Sheila paused and chuckled before she continued. "They even left a note which described the gold mining venture as a fool's dream. Anyone stupid enough to try to make a go of it was welcome to the company and all its worthless holdings. We researched the business when we returned to Denver. Apparently, no one had filed to dissolve the corporation. Although dormant, it was still a legally valid entity.
"It took a bundle to clear hundred and sixty years' worth of back taxes, fines, and fees Almost two hundred and forty thousand dollars to get on the right side of the law. It was worth every cent," Sheila said with a grin that would put the Cheshire cat to shame.
"Dad and I fixed the cabin up enough to be useful as a family hunting lodge. We came up to the mountains every year before he died. When he passed, I became the sole owner of the Liberty Mountain Mining Company."
Her words ended in a sigh as she stared out the window at the cavern beyond. A single tear trickled down her face.
"God, how I miss that man," Sheila said softly in a barely audible whisper of remembered sorrow before she resumed her story.
"I continued to visit the cabin with friends and lovers after my dad passed. We fancied ourselves a 'society of sisters' and often daydreamed of starting an all-women commune. Every week, we pooled our money and bought lottery tickets. We planned to split any winnings among the players. We used to daydream about winning and held many discussions on what to do with our good fortune if we were so lucky. Then it happened. We hit the jackpot for seventy-five million."
The word about Sheila's history lesson spread and a dozen or more sisters joined the others at the table.
"Each sister could have cashed out with one point five million before taxes if we had split the money evenly, but the windfall would have been the end of our group. We decided, after much discussion, to pool our money and build a state-of-the-art survival colony instead. The vote was unanimous," she said.
"I remember the vote well. I wasn't ready to live away from civilization and turning my back on that kind of cash in my pocket was a tough choice. I considered the money as an alternative retirement account," Darlene said.

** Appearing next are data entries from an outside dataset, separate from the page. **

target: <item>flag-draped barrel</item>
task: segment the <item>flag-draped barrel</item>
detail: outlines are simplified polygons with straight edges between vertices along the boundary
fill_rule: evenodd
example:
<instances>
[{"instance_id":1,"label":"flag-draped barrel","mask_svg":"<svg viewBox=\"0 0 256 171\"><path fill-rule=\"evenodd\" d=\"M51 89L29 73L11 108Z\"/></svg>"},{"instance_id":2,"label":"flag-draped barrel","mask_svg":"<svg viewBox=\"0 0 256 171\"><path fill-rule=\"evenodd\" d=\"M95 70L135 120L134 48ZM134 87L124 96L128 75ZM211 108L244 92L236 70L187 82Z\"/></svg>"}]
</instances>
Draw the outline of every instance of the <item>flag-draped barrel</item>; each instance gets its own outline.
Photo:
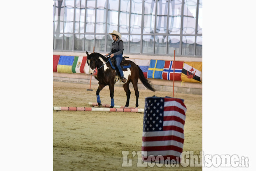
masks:
<instances>
[{"instance_id":1,"label":"flag-draped barrel","mask_svg":"<svg viewBox=\"0 0 256 171\"><path fill-rule=\"evenodd\" d=\"M169 97L145 99L142 151L142 160L175 160L180 162L187 111L184 100ZM156 157L161 155L162 157ZM163 160L163 161L162 160Z\"/></svg>"},{"instance_id":2,"label":"flag-draped barrel","mask_svg":"<svg viewBox=\"0 0 256 171\"><path fill-rule=\"evenodd\" d=\"M165 61L162 60L150 60L148 72L148 78L162 79L162 74L164 70L164 62Z\"/></svg>"},{"instance_id":3,"label":"flag-draped barrel","mask_svg":"<svg viewBox=\"0 0 256 171\"><path fill-rule=\"evenodd\" d=\"M175 62L174 80L175 81L181 80L181 75L183 63L183 62ZM162 76L163 80L173 80L173 61L165 61Z\"/></svg>"}]
</instances>

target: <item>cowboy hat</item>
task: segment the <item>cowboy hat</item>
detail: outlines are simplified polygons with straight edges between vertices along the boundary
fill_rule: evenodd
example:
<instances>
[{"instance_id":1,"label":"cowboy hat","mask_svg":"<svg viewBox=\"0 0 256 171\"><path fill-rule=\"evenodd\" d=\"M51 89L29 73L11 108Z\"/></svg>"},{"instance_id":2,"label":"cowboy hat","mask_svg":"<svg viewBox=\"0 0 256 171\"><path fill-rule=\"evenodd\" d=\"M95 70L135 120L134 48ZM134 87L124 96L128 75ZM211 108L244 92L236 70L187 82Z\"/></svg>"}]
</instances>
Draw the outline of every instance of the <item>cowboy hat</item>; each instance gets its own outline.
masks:
<instances>
[{"instance_id":1,"label":"cowboy hat","mask_svg":"<svg viewBox=\"0 0 256 171\"><path fill-rule=\"evenodd\" d=\"M119 37L119 39L121 39L121 38L122 37L122 35L121 35L121 34L120 34L120 33L118 32L117 31L116 31L115 30L114 30L114 31L113 31L113 33L108 33L108 34L111 35L117 35L118 37Z\"/></svg>"}]
</instances>

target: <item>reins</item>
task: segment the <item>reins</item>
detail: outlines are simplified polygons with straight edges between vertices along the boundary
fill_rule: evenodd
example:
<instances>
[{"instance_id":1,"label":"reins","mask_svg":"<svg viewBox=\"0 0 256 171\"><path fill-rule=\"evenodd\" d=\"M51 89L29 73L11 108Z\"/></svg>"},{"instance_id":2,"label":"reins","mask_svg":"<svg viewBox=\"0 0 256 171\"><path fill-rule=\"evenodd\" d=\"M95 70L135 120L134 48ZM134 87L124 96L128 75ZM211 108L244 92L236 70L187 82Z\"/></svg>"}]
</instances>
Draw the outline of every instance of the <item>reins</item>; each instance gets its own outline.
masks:
<instances>
[{"instance_id":1,"label":"reins","mask_svg":"<svg viewBox=\"0 0 256 171\"><path fill-rule=\"evenodd\" d=\"M109 55L109 56L110 56L110 55ZM106 57L105 55L104 56L105 56L105 57ZM106 63L107 63L108 62L108 61L109 61L109 60L110 60L110 59L111 59L111 58L110 58L108 59L108 61L106 62L106 63L105 63L104 64L103 64L103 65L102 65L102 66L101 66L99 68L97 68L96 67L95 67L95 68L96 68L96 69L97 69L97 70L98 70L101 67L102 67L102 66L104 66L106 64Z\"/></svg>"}]
</instances>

The attention to detail and planning which went into the colony's creation was impressive. Sheila and her group spent a year creating a shell company to redeem the seventy-five-million dollar winning ticket. To avoid the public attention associated with winning a large jackpot, the Society created an LLC to redeem the prize. They drafted a charter and a set of bylaws governing the community's operation.

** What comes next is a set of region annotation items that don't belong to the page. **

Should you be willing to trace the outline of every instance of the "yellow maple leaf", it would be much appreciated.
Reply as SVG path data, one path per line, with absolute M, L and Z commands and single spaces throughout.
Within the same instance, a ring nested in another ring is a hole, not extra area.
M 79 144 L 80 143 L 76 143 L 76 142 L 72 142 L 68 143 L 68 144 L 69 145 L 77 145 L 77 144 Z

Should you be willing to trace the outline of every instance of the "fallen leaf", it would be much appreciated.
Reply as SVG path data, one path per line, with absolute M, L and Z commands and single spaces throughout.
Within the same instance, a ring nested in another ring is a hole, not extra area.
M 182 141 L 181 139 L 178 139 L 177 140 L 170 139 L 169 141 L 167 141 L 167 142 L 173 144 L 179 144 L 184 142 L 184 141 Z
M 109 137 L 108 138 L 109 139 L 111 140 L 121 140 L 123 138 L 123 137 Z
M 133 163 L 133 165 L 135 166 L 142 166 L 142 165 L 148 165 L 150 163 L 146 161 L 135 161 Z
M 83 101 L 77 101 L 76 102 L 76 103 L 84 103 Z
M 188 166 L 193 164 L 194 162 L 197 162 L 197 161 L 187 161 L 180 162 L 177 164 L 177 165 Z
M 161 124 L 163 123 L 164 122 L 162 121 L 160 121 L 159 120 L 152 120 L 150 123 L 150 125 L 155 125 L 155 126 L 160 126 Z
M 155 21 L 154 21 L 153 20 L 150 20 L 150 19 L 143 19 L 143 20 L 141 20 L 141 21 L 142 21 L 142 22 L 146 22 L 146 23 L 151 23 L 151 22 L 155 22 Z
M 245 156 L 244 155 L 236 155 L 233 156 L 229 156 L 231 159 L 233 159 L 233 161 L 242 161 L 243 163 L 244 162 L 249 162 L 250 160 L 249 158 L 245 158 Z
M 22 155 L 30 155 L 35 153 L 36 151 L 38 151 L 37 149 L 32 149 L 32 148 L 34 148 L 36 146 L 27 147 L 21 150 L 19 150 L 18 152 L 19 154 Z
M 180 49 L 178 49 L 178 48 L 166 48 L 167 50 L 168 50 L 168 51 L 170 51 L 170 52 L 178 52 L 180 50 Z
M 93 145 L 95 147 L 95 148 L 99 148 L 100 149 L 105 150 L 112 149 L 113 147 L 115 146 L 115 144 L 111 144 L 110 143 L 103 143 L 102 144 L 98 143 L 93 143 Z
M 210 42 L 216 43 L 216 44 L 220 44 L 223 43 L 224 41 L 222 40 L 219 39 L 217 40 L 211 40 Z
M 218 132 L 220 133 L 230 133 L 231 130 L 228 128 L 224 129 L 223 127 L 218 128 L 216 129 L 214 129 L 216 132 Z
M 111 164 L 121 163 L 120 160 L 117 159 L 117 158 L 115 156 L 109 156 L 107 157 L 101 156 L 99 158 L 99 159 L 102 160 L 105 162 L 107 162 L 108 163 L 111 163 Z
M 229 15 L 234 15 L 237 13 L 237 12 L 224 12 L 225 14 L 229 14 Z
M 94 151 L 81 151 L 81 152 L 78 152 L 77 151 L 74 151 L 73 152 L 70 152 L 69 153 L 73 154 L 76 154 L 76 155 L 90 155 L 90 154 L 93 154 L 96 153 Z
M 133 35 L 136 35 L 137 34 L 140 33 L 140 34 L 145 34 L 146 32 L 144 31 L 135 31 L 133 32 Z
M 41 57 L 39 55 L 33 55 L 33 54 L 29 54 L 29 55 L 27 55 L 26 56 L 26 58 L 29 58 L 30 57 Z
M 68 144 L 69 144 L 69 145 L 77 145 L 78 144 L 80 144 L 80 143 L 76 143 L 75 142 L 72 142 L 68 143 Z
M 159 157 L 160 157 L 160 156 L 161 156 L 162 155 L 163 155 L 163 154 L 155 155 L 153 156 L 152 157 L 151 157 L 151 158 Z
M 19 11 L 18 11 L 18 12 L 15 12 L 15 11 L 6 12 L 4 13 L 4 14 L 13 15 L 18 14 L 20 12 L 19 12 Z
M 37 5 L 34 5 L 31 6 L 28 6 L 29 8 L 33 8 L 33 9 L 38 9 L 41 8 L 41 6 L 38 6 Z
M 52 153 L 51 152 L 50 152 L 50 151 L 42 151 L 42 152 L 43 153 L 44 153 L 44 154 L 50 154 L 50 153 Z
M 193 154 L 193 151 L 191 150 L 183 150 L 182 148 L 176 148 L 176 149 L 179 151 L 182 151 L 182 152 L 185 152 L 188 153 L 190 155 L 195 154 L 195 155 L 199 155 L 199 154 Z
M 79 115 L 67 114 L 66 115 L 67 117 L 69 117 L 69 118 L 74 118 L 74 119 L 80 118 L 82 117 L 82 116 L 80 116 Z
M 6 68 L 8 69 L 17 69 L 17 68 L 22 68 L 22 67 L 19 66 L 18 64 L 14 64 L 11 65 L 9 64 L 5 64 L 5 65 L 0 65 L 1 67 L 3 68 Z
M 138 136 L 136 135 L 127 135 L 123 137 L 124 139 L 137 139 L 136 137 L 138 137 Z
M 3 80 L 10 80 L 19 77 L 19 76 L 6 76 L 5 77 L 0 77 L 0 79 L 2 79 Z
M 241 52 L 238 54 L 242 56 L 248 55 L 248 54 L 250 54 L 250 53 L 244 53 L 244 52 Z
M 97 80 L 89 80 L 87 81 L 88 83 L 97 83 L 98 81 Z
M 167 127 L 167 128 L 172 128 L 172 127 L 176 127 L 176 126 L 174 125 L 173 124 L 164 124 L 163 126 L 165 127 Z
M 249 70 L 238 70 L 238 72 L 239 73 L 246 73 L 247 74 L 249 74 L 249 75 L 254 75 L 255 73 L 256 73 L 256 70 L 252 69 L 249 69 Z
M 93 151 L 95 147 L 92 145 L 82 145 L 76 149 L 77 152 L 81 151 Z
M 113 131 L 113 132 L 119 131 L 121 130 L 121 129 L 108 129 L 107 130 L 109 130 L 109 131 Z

Everything was open and democratic according to Darlene's remarks, and the comments from several sisters, at least as open as a secret society could be. Free and open elections for colony leadership resulted in Sheila's choice as leader, a post she had held without visible opposition since the Society's start.

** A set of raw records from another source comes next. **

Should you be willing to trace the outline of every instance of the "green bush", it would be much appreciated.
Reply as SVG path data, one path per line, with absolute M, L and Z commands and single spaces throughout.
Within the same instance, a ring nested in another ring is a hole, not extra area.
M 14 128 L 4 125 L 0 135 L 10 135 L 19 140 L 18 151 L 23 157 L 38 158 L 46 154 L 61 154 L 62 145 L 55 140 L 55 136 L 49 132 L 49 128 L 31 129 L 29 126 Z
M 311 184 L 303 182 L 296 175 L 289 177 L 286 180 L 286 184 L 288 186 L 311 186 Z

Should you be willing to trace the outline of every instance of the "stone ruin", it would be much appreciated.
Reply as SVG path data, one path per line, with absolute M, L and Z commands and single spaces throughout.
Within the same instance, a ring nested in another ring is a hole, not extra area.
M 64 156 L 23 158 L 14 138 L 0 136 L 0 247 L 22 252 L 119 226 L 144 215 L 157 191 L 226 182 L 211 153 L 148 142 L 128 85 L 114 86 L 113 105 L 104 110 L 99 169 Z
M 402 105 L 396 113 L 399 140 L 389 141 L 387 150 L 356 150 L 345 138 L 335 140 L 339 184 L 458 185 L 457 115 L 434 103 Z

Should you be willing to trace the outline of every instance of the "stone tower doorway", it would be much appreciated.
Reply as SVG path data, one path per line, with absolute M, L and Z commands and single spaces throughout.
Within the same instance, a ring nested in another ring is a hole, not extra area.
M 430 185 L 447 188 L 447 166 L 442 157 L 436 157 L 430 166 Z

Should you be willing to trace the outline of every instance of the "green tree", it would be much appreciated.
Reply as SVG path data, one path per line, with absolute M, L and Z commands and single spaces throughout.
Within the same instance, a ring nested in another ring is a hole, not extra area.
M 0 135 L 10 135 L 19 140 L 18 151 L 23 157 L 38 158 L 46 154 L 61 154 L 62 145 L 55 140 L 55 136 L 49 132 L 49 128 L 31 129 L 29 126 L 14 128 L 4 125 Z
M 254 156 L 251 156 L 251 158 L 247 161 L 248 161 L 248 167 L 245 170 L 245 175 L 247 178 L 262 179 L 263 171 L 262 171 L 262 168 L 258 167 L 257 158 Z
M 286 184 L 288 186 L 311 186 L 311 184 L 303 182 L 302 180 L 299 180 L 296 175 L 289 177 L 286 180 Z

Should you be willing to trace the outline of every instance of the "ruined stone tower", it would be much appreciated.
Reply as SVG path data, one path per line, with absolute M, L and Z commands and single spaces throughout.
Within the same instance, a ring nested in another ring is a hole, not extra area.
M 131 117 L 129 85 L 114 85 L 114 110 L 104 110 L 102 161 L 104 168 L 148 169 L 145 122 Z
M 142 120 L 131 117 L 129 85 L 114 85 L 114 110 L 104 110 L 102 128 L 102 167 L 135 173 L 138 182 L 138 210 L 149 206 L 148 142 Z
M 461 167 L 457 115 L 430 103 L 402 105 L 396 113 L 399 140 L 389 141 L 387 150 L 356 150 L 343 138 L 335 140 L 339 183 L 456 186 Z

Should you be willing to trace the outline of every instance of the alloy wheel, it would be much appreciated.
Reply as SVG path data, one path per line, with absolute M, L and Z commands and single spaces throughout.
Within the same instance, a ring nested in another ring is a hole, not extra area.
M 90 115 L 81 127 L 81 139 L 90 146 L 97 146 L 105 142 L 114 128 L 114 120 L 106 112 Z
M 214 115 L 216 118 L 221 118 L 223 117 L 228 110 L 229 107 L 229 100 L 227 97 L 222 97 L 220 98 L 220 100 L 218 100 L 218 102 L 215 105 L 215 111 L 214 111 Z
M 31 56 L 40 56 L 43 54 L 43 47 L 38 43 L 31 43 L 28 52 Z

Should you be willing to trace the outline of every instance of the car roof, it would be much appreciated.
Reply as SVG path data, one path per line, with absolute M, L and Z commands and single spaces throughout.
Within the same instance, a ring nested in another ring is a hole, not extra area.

Members of the family of sisters were fiercely loyal to each other and to their leader. The fact that I was accepted, or at least tolerated, by Sheila did much to improve my standing as a guest.
"I love what you've done to the place."
"The only thing missing is children," one of the women said to Sheila.
The comment about children hung like a pregnant pause in the air. Looking around, I was startled to see all eyes were on me as the phrase "founding father" took on a potentially new meaning.
"Children might be a nice addition," Sheila sighed.